Thursday, December 3, 2020

Sharing three sons' NaGaDeMon experiences

This is my final post in my series (1, 2, 3) for National Game Design Month 2020. Like last year, I was not the only person in my family who was working on NaGaDeMon projects. My three older sons each worked on projects, and two of them saw these through to completion. I encouraged each to write a reflection about the experience and worked with them on the structure and form of a good reflection.

I am proud of their dedication, and I am pleased to share their reflections and project links below.

#1 Son (13) Project: Sprite


Reflection:

I wanted to make a multiplayer game that my brothers and I could play together over the Steam Link. I knew I wanted there to be spinning swords and the NaGaDeMon as the final boss. I also wanted to make the game in Godot.

This was the first project in which I used the Light2D node, and I think that it worked out quite nicely. The light node requires a texture as an emission shape, so I had to make a circular image that faded into oblivion at the edges. Initially, I tried using Gimp, but couldn't figure out how to make what I wanted. I went back to Piskel and made a suboptimal image there. Because Piskel is a pixel-based editor, I was only able to make concentric rings with the alpha value increasing towards the center instead of a smooth gradient. The bright side is that I learned how to make colors translucent in piskel, which is something I must have done accidentally before and didn’t know how to undo.

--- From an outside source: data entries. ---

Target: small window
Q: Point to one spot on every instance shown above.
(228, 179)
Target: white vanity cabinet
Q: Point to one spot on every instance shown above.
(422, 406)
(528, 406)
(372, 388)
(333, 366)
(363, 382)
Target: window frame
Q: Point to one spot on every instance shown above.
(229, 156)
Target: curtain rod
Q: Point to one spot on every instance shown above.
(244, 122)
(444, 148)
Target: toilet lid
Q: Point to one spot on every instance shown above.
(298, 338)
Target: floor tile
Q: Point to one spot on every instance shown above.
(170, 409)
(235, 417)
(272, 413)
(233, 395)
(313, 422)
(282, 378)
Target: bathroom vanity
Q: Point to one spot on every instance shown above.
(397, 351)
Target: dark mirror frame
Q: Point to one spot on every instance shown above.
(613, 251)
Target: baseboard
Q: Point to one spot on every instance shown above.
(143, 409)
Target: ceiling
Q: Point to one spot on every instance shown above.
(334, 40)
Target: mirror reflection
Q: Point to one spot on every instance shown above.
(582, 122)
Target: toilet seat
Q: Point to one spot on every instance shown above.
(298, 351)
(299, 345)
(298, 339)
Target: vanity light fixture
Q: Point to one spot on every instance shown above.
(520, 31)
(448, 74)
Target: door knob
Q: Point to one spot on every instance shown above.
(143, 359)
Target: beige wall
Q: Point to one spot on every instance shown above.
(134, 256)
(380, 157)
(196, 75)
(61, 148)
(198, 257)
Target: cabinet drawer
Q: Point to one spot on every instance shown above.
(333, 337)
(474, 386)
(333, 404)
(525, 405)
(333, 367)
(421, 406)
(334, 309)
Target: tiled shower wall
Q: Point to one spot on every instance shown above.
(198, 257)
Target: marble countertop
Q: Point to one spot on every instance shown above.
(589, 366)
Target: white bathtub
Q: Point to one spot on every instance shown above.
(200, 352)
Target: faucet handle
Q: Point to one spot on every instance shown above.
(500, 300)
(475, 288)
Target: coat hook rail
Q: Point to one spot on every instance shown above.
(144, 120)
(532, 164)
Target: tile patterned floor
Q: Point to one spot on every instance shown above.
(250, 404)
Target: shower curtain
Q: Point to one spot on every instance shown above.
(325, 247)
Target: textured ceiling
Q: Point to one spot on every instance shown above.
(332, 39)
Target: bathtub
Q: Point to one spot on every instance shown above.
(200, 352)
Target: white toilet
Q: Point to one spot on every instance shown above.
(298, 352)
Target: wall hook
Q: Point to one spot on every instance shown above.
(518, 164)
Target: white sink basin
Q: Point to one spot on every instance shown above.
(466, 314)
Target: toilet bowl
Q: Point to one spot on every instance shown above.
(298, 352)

Because I wanted to be able to play my game over Steam, I had to export it to a Windows executable and then add it to the Steam interface, which were both new to me. I never got the casting to steam link to work quite right, but I think it was a problem with the steam link and not my code, because it works well on the computer directly. I had trouble with the enemies spawning inside of walls, so I learned how to make a raycast via accessing the game physics and get the collision point where I then could spawn the enemy.

I wasn’t able to make the sword spinning work perfectly until the very end of the month. I initially had it set up so that if you moved the stick right, the sword rotated counter-clockwise, and when you moved it left, it rotated clockwise. That worked well, but it was hard to control. Then I changed it to having the sword point in the direction the stick is pointing.

Many of my variable names were repetitive and/or vague and had inconsistent privacy (in Godot, an underscore in front of the variable name), which made it hard to tell at a glance what was going on and made it hard to remember which variables were which. I also used a lot of serial if statements, which are really hard to read when there is more than one condition or it’s inside of some other function. I did learn something else cool, which was how to typehint a function return (In Godot it is [-> variable type] at the end of the function before the colon).

If I were to do it again, I would ask how to make a better light image in Gimp instead of making something in Piskel. I should export more of my values to variables so that my code is more readable. I would also make the enemy-spawning lightning bolts extend to where the enemy is being spawned, rather than being a static length. I wanted to make the final boss have multiple lives and attack methods, but never got around to that.

I had a problem with my sword rotating towards the direction the stick is pointing. My code was basically “if value > current_value, rotate counterclockwise. Else, rotate clockwise.” Dad pointed out that if value = 360 and current_value = 1, the sword would rotate the 360 degrees counterclockwise instead of one degree clockwise because value is greater than current_value. Dad found a piece of code that was totally beyond my comprehension, but worked perfectly. I would like to learn more about radians for my next rotation project, because when we incorporated the code from the internet, we had some trouble with mixed degrees and radians.

I had a lot of fun making this game, and I learned some neat things as well. I look forward to incorporating them into other projects.

The code for the seamless rotation is here: https://godotengine.org/qa/41043/lerping-angle-while-going-trought-shortest-possible-distance

#2 Son (10) Project: The Magic Amulet

Reflection:
Hi! I am writing this reflection on The magic amulet, my NaGaDeMon game. I had four main goals going into this project: I wanted to make a backstory, I wanted the character to wield some kind of weapon that can spin, I wanted to make death animations, and I wanted the enemy spawners to go with the back story. I managed to incorporate all of those into my game.

I had a lot of fun creating the art for The magic amulet. The kobold knight was some thing I have been wanting to put into a game for a while now, and I like the animation I put on his cape. I had a lot of fun with the animation on the enemy chaos wisps.

This is my second NaGaDeMon project, my inspiration for this game actually came from another one of my construct games. The magic amulet is not finished because I got tired of working on it and decided I would like to start a new game. thank you for reading this reflection on my game.

#3 Son (8) Project: Keep


Reflection:
The layout went pretty well, But I had some trouble with the guy.

I learned some new coding techniques like: making two layouts use the same event sheet, making you pick up things, and making your money show up on the screen.

Next time I would make the enemy move on the screen.

Something I would do differently next time is: I would make the enemy move on the screen.
Dad's Note: This son had done a project last year too, but was interested neither in writing about it nor releasing it. This year, he was excited to be a full participant. To help with his reflection, I gave him the same kind of format I give my university students during sprint reviews: What went well? What did you learn? What would you do differently? What still puzzles you? You can see echoes of these questions in the structure of his response.